I don’t play the piano – that was never my choice, more an echo of my father’s dreams.
And yet, Chopin has always been a part of me. His music – filled with light, tenderness, and unrest – awakens something deep inside me. The same kind of tremor I feel whenever my fingers brush a piano key.

My son – Krzyś – doesn’t play any instrument as me. Perhaps that’s all right. Each of us carries our own kind of music inside.
Once, I took a photograph of him that I still cherish. There’s something in it – a trace of silence after sound, a kind of memory that refuses to fade.
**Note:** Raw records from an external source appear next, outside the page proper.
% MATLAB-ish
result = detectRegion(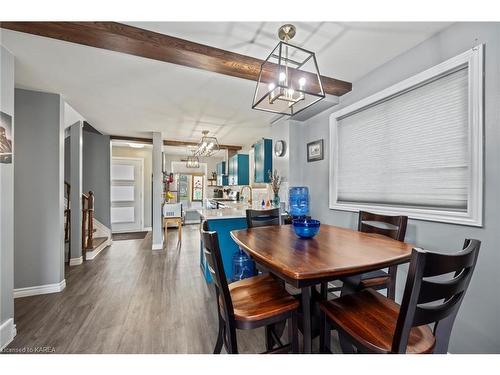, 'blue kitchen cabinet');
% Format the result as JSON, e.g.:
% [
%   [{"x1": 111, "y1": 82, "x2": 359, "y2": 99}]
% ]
[
  {"x1": 216, "y1": 161, "x2": 228, "y2": 186},
  {"x1": 254, "y1": 138, "x2": 273, "y2": 183},
  {"x1": 228, "y1": 154, "x2": 249, "y2": 186},
  {"x1": 200, "y1": 217, "x2": 249, "y2": 283}
]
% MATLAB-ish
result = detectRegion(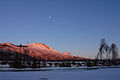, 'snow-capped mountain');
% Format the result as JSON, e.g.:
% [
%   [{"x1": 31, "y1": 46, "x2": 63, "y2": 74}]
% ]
[{"x1": 0, "y1": 42, "x2": 87, "y2": 60}]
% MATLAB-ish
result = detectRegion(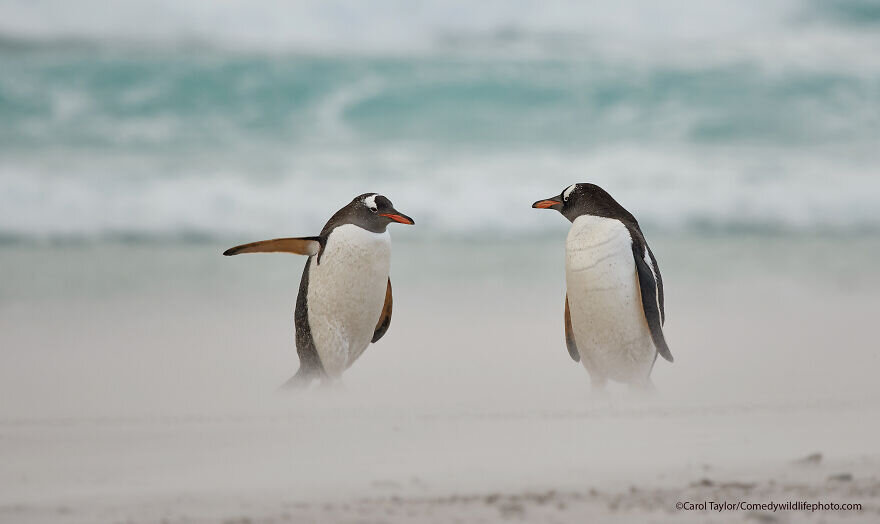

But back to the title of this story.
Not long ago, while hiking in the gentle mountains of Lower Silesia, we came across a monument to Fryderyk Chopin on the summit of Orlica.
I admit, I was surprised. The frail, sixteen-year-old Chopin – in the mountains? I had to look it up.

Chopin, it turns out, visited the mountains twice – in 1826 and again in 1829.
In August 1826, sixteen years old, he came to the spa town of Duszniki-Zdrój (then Reinerz) with his mother and sisters, seeking to regain his health. He drank the mineral waters, strolled through the park, and gave one of his first public performances – in the building now known as the Chopin Manor.
There’s no real evidence he climbed Orlica. Yet local tradition insists he took a walk in that direction.
The obelisk standing there today symbolically binds the young composer to this land – more through the spirit of Romanticism than through historical fact.
It’s beautiful, really, how history sometimes writes for a poet or a musician the chapters they never had time to live – or to see.

Three years later, in 1829, Chopin travelled to the Tatra Mountains – to the Chochołowska and Kościeliska valleys. In his letters from that time, he wrote of his awe at the landscape and the mountain folk music:
“I have seen marvellous things. Mountains, valleys, streams – like something out of a fairy tale! But the climbing is hard, so I sit here below, gazing at the peaks others are conquering.”
I like to think that, in that moment, he was simply a young man – like any of us – moved by the beauty of the world, yet wistful that he lacked the strength to touch its highest summits.